Gregory Maxwell gmaxwell at gmail.com
Mon Aug 6 18:31:46 PDT 2012


On Mon, Aug 6, 2012 at 8:51 PM, Jacob Appelbaum <jacob at appelbaum.net> wrote:
> Without a browser extension/plugin - there is little to no difference.

But is there one _with_ a browser extension/plugin?
Especially on a browser platform that gets transparent pushed upgrades?

I'm very skeptical.

I especially skeptical that this kind of claim is being made without
the context of the people being protected.  Perhaps depending on
Google not to cooperate with people who would kill you is reasonable
if you're in Iran... but matters are less clear if you are a political
enemy of a jurisdiction where they have a sizable legal presence.
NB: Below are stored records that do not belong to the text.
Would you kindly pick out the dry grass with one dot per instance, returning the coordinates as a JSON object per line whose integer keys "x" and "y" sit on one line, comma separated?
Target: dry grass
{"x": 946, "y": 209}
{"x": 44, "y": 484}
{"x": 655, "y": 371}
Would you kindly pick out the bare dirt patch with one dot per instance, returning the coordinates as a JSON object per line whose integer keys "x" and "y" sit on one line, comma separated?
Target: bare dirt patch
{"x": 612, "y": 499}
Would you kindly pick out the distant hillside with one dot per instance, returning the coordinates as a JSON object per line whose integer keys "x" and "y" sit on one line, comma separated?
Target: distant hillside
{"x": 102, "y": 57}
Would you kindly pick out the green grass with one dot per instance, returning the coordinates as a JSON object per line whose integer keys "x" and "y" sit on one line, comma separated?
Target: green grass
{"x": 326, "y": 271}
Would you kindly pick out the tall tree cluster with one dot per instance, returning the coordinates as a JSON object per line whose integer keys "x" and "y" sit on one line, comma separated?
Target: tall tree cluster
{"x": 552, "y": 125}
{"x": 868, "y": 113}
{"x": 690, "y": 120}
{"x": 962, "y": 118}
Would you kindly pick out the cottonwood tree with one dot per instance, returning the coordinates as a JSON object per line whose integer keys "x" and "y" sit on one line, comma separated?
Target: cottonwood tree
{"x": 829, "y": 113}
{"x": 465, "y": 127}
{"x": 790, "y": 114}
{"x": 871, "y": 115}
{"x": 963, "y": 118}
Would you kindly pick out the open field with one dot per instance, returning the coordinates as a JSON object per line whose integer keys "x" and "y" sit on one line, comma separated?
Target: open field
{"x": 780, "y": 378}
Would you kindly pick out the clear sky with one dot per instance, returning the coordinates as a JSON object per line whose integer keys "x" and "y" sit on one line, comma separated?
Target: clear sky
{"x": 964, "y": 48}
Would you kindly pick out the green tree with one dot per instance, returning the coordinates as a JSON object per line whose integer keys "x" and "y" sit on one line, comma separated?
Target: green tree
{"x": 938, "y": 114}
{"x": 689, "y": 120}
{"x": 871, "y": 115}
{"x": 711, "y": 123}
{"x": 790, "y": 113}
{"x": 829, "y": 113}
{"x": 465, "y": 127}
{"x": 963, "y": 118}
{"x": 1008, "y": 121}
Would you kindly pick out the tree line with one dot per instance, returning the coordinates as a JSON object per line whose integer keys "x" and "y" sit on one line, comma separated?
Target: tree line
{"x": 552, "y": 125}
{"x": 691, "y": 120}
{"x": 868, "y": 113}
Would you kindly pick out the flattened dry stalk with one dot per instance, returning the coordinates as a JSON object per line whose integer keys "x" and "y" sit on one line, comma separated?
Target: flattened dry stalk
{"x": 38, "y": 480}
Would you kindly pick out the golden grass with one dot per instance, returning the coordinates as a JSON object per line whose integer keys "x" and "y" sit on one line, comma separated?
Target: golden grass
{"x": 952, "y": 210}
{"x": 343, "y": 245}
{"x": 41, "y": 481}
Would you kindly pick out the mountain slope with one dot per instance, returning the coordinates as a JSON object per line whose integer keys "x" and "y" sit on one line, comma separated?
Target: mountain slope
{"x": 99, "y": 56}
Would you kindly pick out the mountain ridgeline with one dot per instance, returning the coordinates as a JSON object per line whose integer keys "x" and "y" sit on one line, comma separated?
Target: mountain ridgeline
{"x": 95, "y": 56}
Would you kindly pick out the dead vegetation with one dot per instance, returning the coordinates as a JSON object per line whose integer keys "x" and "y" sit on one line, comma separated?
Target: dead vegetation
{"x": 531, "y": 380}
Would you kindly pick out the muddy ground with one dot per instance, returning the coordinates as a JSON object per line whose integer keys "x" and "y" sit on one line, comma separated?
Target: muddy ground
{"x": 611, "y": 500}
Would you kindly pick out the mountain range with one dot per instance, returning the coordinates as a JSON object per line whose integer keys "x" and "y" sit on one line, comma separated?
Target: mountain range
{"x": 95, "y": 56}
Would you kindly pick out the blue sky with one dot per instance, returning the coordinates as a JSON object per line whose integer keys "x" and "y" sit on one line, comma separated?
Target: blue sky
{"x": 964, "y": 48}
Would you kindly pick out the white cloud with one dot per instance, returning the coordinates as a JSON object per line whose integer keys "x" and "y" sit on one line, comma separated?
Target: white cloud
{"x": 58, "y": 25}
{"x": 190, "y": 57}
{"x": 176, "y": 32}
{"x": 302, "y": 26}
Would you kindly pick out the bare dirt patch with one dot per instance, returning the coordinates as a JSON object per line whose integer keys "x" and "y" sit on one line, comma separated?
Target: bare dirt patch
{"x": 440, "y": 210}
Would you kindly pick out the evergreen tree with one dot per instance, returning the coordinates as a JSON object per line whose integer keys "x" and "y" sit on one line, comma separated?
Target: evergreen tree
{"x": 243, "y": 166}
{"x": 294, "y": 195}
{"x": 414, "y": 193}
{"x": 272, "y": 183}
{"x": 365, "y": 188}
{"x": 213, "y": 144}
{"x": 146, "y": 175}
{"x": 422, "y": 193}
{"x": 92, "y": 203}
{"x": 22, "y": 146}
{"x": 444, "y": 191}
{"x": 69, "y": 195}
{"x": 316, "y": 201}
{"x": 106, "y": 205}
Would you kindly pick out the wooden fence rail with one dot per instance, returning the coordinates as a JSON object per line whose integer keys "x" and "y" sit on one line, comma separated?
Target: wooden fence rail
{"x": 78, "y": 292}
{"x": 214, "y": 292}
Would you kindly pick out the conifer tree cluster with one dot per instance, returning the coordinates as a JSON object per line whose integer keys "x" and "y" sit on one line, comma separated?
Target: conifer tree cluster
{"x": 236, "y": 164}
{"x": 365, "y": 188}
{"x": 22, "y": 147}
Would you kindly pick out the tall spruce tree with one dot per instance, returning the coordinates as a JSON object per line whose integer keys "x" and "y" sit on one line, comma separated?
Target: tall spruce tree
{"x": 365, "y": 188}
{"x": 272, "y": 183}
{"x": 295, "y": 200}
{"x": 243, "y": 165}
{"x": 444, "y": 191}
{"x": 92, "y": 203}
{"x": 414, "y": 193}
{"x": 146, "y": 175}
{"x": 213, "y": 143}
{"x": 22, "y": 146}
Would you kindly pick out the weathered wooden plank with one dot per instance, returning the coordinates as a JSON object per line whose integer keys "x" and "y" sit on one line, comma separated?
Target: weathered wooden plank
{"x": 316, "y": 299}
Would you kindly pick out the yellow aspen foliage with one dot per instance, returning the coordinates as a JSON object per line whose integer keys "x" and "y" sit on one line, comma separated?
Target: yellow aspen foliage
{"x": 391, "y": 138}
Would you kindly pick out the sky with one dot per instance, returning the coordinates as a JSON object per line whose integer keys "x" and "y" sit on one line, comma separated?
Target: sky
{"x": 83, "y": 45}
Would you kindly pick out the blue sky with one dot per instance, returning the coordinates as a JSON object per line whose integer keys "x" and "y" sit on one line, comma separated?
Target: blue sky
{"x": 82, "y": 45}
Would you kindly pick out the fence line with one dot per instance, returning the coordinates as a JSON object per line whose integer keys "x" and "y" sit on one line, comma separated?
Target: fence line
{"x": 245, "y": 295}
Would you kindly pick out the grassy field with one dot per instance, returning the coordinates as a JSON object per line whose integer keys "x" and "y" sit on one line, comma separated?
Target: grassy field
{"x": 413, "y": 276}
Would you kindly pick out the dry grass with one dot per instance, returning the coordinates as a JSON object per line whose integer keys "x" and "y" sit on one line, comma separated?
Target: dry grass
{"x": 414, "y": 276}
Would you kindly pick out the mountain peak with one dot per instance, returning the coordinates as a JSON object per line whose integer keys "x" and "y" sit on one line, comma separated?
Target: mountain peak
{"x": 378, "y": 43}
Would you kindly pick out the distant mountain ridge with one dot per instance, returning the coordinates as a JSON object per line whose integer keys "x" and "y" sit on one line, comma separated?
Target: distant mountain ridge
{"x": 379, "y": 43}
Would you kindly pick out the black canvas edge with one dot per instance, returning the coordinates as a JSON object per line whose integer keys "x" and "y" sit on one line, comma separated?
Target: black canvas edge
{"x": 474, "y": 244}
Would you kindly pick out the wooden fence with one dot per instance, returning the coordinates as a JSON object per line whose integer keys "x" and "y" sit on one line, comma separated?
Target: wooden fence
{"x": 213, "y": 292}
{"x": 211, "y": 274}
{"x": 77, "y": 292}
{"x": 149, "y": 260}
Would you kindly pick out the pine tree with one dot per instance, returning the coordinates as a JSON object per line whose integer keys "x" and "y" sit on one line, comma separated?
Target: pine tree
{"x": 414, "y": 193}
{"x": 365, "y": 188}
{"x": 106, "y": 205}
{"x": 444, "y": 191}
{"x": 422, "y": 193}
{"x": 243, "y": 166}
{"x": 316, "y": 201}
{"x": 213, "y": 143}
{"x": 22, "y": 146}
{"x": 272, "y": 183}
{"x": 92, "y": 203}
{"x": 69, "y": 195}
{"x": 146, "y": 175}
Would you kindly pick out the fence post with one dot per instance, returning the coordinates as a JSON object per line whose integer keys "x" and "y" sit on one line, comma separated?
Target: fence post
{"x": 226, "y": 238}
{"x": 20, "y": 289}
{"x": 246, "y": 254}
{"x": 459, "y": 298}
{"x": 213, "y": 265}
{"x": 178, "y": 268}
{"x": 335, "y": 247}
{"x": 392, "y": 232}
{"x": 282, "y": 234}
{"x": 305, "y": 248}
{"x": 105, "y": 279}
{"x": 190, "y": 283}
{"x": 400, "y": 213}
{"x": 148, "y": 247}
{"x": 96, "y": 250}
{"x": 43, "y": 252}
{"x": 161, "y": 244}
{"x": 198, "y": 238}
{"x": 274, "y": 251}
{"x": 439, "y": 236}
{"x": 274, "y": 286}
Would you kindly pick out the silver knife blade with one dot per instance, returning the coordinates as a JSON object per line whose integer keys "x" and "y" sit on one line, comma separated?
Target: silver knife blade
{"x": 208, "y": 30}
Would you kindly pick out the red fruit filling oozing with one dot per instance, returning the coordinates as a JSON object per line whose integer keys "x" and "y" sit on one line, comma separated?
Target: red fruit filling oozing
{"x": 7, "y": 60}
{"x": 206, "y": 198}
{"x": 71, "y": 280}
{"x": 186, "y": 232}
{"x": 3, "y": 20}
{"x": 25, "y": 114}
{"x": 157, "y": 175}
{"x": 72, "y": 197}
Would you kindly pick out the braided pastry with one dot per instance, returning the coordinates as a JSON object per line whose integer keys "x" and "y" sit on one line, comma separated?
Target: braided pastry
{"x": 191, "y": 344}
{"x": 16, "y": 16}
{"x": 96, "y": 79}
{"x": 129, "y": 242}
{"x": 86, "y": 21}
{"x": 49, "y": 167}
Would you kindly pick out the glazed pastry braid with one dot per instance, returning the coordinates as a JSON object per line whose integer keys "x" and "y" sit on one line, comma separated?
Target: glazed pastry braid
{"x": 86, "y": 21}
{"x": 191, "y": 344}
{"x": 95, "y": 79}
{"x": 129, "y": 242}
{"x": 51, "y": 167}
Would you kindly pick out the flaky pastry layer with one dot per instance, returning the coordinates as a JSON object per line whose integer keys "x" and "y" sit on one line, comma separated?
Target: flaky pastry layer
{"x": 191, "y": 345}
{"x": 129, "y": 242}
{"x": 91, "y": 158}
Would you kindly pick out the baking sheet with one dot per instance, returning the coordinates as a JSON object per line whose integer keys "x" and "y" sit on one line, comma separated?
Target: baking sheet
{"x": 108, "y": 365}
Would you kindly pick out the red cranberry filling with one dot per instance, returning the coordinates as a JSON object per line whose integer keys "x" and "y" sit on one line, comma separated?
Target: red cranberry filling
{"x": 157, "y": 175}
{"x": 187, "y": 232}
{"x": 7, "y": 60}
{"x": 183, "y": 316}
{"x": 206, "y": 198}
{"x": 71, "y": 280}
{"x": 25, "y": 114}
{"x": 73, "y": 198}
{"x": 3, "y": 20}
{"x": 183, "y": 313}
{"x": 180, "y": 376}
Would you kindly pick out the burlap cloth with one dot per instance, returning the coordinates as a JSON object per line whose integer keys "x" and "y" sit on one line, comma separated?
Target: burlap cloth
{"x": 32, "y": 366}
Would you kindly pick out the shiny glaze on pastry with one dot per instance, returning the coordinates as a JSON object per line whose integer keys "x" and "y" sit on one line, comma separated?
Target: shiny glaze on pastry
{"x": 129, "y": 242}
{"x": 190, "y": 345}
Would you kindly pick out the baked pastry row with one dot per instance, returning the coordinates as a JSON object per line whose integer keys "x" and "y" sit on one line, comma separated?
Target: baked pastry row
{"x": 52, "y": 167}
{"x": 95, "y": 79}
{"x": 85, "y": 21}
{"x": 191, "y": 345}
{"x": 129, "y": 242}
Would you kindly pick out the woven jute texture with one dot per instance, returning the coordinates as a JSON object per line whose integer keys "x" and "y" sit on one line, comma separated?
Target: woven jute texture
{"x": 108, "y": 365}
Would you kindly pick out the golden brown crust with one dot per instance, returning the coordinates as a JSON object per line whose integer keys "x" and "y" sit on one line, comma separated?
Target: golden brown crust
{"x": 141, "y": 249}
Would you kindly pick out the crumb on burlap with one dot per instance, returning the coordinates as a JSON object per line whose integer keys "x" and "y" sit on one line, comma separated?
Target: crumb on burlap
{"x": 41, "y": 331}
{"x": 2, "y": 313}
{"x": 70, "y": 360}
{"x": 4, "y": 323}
Is the best solution we have to secure tools presenting practical
barriers to usage making sure that less secure tools are roughly as
hard to use?

Of course, I get it… The problem is that the user doesn't reasonable
have the free time to understand all the minutia of difference
security threat models and defenses, some which are quite subtle.   So
when you tell a user something is "secure" it damn well better be as
secure as we can make it, because people with their lives on the line
are inevitably going to make the wrong calls with respect to how much
security they need.

And I've experienced first hand people having bogus expectations of
cryptocat privacy and chat partners being unwilling to switch to OTR
instead.

But— there are millions and millions of people still using plaintext
chat, open to countless numbers of totally undetectable passive
observers. There are millions of people using facebook chat which is
now (according to the popular press) utilizing machine learning based
analysis to identify "criminal" discussions for reporting (and even if
now the reporting furthers human welfare, no one sane would assume it
would stop there forever). All of this insecure activity contributes
to corporate and government addiction to easy surveillance, an
addiction which will make eliminating the insecurity harder.

Tools that make improving security easy, even if they do an incomplete
job of it, can make a real improvement in the total welfare... but if
only they can be prevented from siphoning off activity which would use
the more secure tools.

My preferred method of addressing this concern is to simply hide all
mention of security / encryption, etc. if you're not able to provide a
state of the art solution.   Let casual users _think_ it's as insecure
as plain-text, because thats all you're able to really promise that it
is.  Users who know they need security and are willing to get it won't
get tempted away.

This advice might apply to the authors of tools like Mumble, which has
it's own entirely security unrelated use-cases... Unfortunately, I
don't know how you market a tool such as cryptocat and get people to
use it in the first place when it's major advantage is that it's on
average probably more secure than the alternatives.